The nuclear question is where the public accounts diverge most sharply. The US says the MoU includes Iran agreeing “in principle” to dispose of its enriched uranium stockpile — all roughly 2,000 kilograms of it, not just the 450 kilograms enriched to near-weapons-grade levels. Iran says it has made no such commitment. Those two positions cannot both be true, and whichever is accurate will define whether the 60-day negotiating period produces anything real or simply defers the confrontation by two months.
There is a third complication developing in Jerusalem. CNN’s live coverage Monday reported that Israeli opposition leader Yair Lapid called the emerging agreement “a disaster,”. Israel’s Knesset passed a preliminary dissolution bill 110-0 last Wednesday, opening the path to elections as early as September. Netanyahu, whose government is already fracturing over the ultra-Orthodox conscription dispute, is now navigating the Iran deal’s terms while facing the prospect of a campaign. The deal Trump is negotiating does not, according to Axios reporting, resolve the war between Israel and Iran — the draft MoU makes clear that the Israel-Iran conflict is a separate matter. Netanyahu spoke with Trump on Sunday and expressed “deep appreciation” for the president’s commitment to Israel’s security, while also saying publicly that any final agreement must eliminate Iran’s nuclear program entirely.

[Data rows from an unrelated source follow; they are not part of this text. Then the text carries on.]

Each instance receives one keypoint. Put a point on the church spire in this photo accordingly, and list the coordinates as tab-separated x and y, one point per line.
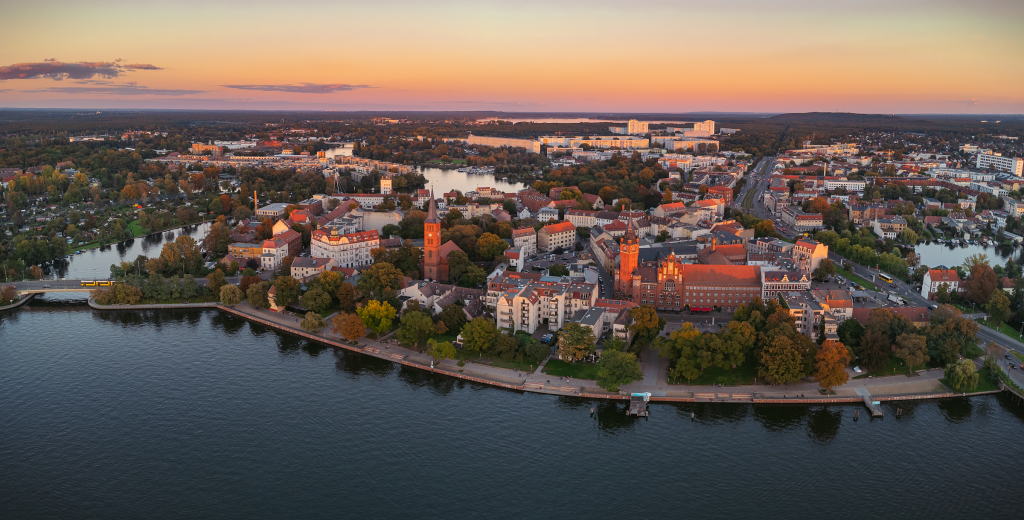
432	211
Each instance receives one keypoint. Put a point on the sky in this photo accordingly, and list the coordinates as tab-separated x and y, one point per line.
902	56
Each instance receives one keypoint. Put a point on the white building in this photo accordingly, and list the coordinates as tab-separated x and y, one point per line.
1014	165
350	250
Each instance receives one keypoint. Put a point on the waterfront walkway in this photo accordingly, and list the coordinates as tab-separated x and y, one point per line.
924	385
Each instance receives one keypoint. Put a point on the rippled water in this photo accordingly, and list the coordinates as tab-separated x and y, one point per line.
201	415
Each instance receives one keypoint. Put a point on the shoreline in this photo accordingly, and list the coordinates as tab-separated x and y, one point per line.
416	360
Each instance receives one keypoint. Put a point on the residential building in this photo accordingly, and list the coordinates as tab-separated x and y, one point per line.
351	250
936	278
552	236
1014	165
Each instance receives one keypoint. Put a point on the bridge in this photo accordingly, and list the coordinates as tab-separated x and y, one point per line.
61	286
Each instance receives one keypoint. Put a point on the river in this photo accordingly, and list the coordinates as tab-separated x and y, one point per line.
202	415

Brent crude fell to $96.14 by Monday evening — the market’s best read on the probability of the strait reopening. The ships are still waiting.
🌍 TRANSLATOR’S NOTE: The international framing of this deal differs from Washington’s in one key respect: the rest of the world is watching what Iran concedes, not what the US claims it achieved. Reporting from Al Jazeera and multiple regional outlets noted the same divergence — the US is describing commitments Iran has not publicly confirmed. That gap matters because any MoU signed on the basis of verbal assurances, without verified written commitments, is only as durable as the domestic political situations of both sides. Iran’s leadership has its own internal pressures to manage — the IRGC, which stands to lose the most from any agreement that restricts Iran’s military posture, has already signaled doubt through Tasnim. Trump has midterms in November. The 60-day clock, if it starts, will run directly into both.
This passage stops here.